“We Study Fascism, and We’re Leaving the U.S.”
by Bob Schwartz

“We’re like people on the Titanic saying our ship can’t sink. And what you know as a historian is that there is no such thing as a ship that can’t sink.”
Professor Marci Shore
We Study Fascism, and We’re Leaving the U.S.
New York Times
By Marci Shore, Timothy Snyder and Jason Stanley
Marci Shore, Timothy Snyder and Jason Stanley, all professors at Yale and experts in authoritarianism, explain why America is especially vulnerable to a democratic backsliding — and why they are leaving the United States to take up positions at the University of Toronto.
Professor Stanley is leaving the United States as an act of protest against the Trump administration’s attacks on civil liberties. “I want Americans to realize that this is a democratic emergency,” he said.

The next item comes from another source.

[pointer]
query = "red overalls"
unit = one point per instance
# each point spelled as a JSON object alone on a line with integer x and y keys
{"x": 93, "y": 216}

Professor Shore, who has spent two decades writing about the history of authoritarianism in Central and Eastern Europe, is leaving because of what she sees as the sharp regression of American democracy. “We’re like people on the Titanic saying our ship can’t sink,” she said. “And what you know as a historian is that there is no such thing as a ship that can’t sink.”
Professor Snyder’s reasons are more complicated. Primarily, he’s leaving to support his wife, Professor Shore, and their children, and to teach at a large public university in Toronto, a place he says can host conversations about freedom. At the same time, he shares the concerns expressed by his colleagues and worries that those kinds of conversations will become ever harder to have in the United States.
I have written about Timothy Snyder a number of times before, starting here. As the piece says, he and his colleagues are experts on fascism.
If you are able to read and watch the extended New York Times piece and video, you will find over 1,000 comments to which the professors reply. The comments raise important questions, including the issue of whether it would be better for them to stay and fight the fight, rather than leaving the country. Another question is why they are doing this now, rather than protesting—if this is a protest—sooner.
That last matter is easily answered. They have been studying the issue for their careers, and have been highlighting it in America for a long time. If you were an expert on this and had been pleading for more people to pay attention and do something, how much longer would you be willing to stay and fight, when the foreseeable reality came to pass?
Just because they are in Toronto and not America, their work will continue to enlighten anyone anywhere who is listening. As in so many areas, and not for the last time, America’s loss is Canada’s gain. Again.